Омар скорчился в сильнейшем приступе кашля, раскачиваясь, кряхтя и охая. Бабалачи и Аисса молча ждали. Наконец старик в изнеможении прислонился к дереву.
– Я один, один, – запричитал он, шаря в воздухе дрожащими руками. – Есть кто-нибудь рядом? Есть здесь кто-нибудь? Мне страшно в этом незнакомом месте.
– Я рядом с тобой, о вождь отважных, – трогая его за плечо, произнес Бабалачи. – С тобой, как прежде, когда мы оба были молоды и наши руки еще держали оружие.
– Разве было такое время, Бабалачи? – с напором спросил Омар. – Я уже не помню. Умру, и рядом не будет никого, ни одного бесстрашного человека, кто бы вспомнил отцовскую удаль. Одна женщина осталась! Женщина! И та променяла меня на неверного пса. Как тяжела десница Милосердного на моем темени! О, горе мне! Позор!
Немного успокоившись, он тихо спросил:
– Солнце уже зашло, Бабалачи?
– Оно сейчас не выше самого высокого дерева, которое я отсюда вижу.
– Настал час молитвы. – Омар попытался подняться.
Бабалачи почтительно помог старику встать, и они медленно двинулись к хижине. Омар подождал снаружи, пока Бабалачи вытащит старый арабский молитвенный коврик. Водой из бронзового сосуда он совершил омовение рук старика и осторожно помог ему опуститься на колени, потому что многоуважаемый разбойник больше не мог стоять на слабых ногах. Омар пропел начальные строки молитвы, сделал первый поклон в сторону Мекки, Бабалачи тем временем бесшумно подошел к Аиссе, которая так и не сдвинулась с места.
Женщина твердо посмотрела на одноглазого мудреца: тот приближался неспешно, с крайне почтительным видом, – и некоторое время они молча смотрели друг на друга. Бабалачи как будто смутился. Резким, неожиданным движением Аисса взяла его за рукав, а другой рукой указала на низкий красный диск солнца, тускло мерцавший в вечернем тумане.
– Третий закат!
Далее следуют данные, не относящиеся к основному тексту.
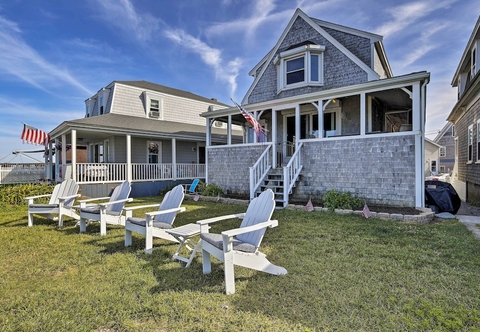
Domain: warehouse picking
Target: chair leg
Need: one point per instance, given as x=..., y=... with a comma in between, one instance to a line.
x=30, y=219
x=128, y=237
x=83, y=225
x=148, y=240
x=103, y=227
x=206, y=263
x=229, y=274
Последний! А его как не было, так и нет, – прошептала она. – Что ты натворил, неверный? Что ты натворил?
– Я сдержал свое слово, – угрюмо пробормотал Бабалачи. – Сегодня утром Буланги взял каноэ, чтобы его разыскать. Буланги хоть и чужой, но наш друг, так что присмотрит за ним, не привлекая внимания. В третьем часу дня я отправил еще одно каноэ с четырьмя гребцами. Воистину человек, о котором ты тоскуешь, о, дочь Омара, способен вернуться, если захочет.